Thursday, March 22, 2007

Chrono Wants Russian Music Sites To Obtain License

Chronopay, the payments services provider of 95% of the Russian Music Sites, wants the sites to get a license from Russia's copyright authorities.
"Industry experts, however, sound skeptical of this initiative. “The Federation is no different from the Multimedia and Digital Networks Society – it also has nothing to do with rightholders,” Igor Pozhitkov, head of the International Federation of the Phonographic Industry’s Russian office
Russia's music copyright laws are puzzling...

Free Russian Music Sites

I have just added a ton of free Russian Music Sites to my Squidoo Lens. In addition to the slightly more legitimate Russian sites that charge, there are a lot of these free mp3 download sites that, I guess, sell advertising to stay in business. I'm not sure how much longer they'll last...

I added them without investigating each and every site, so some of them might not work and might not even be free.
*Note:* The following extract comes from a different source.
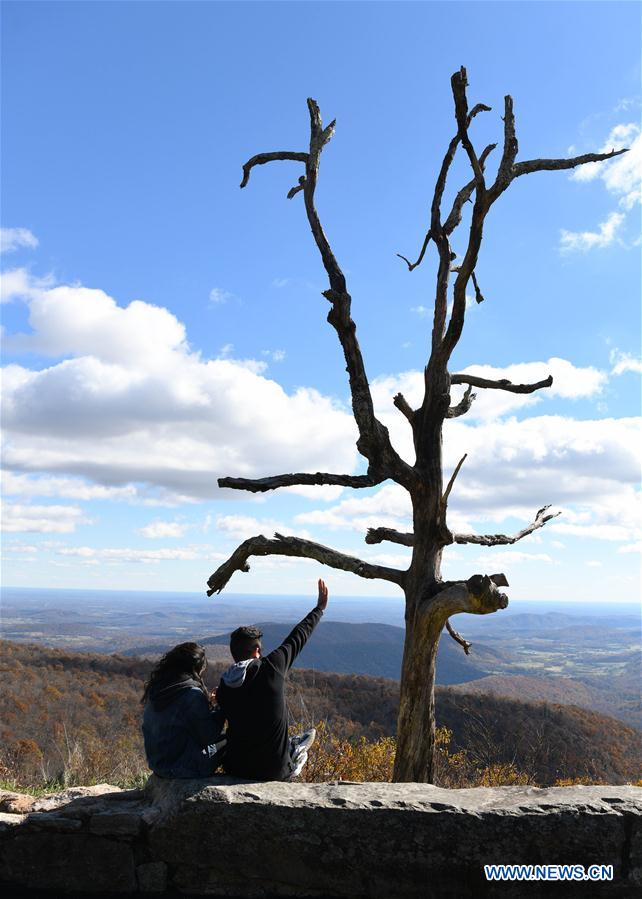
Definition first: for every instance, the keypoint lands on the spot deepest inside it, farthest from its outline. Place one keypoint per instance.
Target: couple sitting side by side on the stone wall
(183, 723)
I found about most of them from a post on a Russian blog. If you use them, please comment on the lens or forum. And if you find any good sites, then please add them (if they aren't already there) to my plexo (digg-like-thing) on my lens. Most of the sites are only in Russian and are hard to navigate. I'm not sure if they're in fact better options to torrents, file-sharing, etc. Help me find the useful ones.

Wednesday, March 7, 2007

Allofmp3 "Shutdown" Dates

An incomplete history of times when Allofmp3 was thought be doomed.

Feb 22, 2005: "Russian music site targeted by law enforcement"
May 15, 2006: "Allofmp3 Down - For Good?"
May 30, 2006: "Allofmp3.com running out of time?"
Jul 3, 2006: "BPI gets go-ahead to sue MP3 Site"
Aug 18, 2006: "AllofMp3 suffers mysterious downtime"
Oct 19, 2006: "Credit card firms cut off Allofmp3"
Sept 15, 2006: "Anti-piracy law could shut down Russian music download site"
Nov 28, 2006: "Russia Agrees To US Request To Shut Down AllofMP3"
Dec 21, 2006: "Allofmp3 sued for 1.65 Trillion"
Feb 2, 2007: "Russia to legalize digital content market"

Pretty resilient. But how long will it last? The Nov 28 and Feb 2 articles may actually signal the end.

Thursday, March 1, 2007

No One Steals 45s

In my post, titled 'How to stop music "stealing" ?', I received two comments:

1) "I don't consider paying for music as stealing"
2) "its legal according to Berne convention administered by the WIPO and WTO requirements."

These responses miss the point of my post. There are moral and legal reasons that obtaining music from Russian entrepreneurs shouldn't be considered stealing. I wasn't arguing whether downloading music from the Russian sites or file-sharing networks is good or bad or even against the law. (I had the word stealing in quotes.)

I was arguing that the music industry could compete more effectively with the Russian Music Sites and file sharing by improving their service. Instead of focusing on threatening the file-sharers with legal trouble, they should give the file-sharers a reason not to use other people’s services.

I wrote:
“1) Online music stores can attach almost everything they want to downloads. Album or song purchases should be attached to tour schedules, artist stories and biographies, videos, games, screensavers, drawings, desktop backgrounds, coupons, anything of interest.

2) Songs files can be made for more than listening. Fans like to interact with their music. What if you could download a song file, and then sing karaoke with it, play the guitar solo from it in Guitar Hero, dance to it in DDR, create your own music video for it, remix it and resell your reproductions. All of these abilities in a single interface.”

The record industry targets file-sharers and the Russian sites because they view them as a threat to their business. But I believe they are making a mistake in allowing their legal team to be their main tool against people swapping tunes. They can and should redefine what selling music means, and produce something that cannot be found elsewhere.

Currently, the record industry offers a worse experience than their Russians competitors. They continue to act as if the Internet is a threat, when it’s really an opportunity.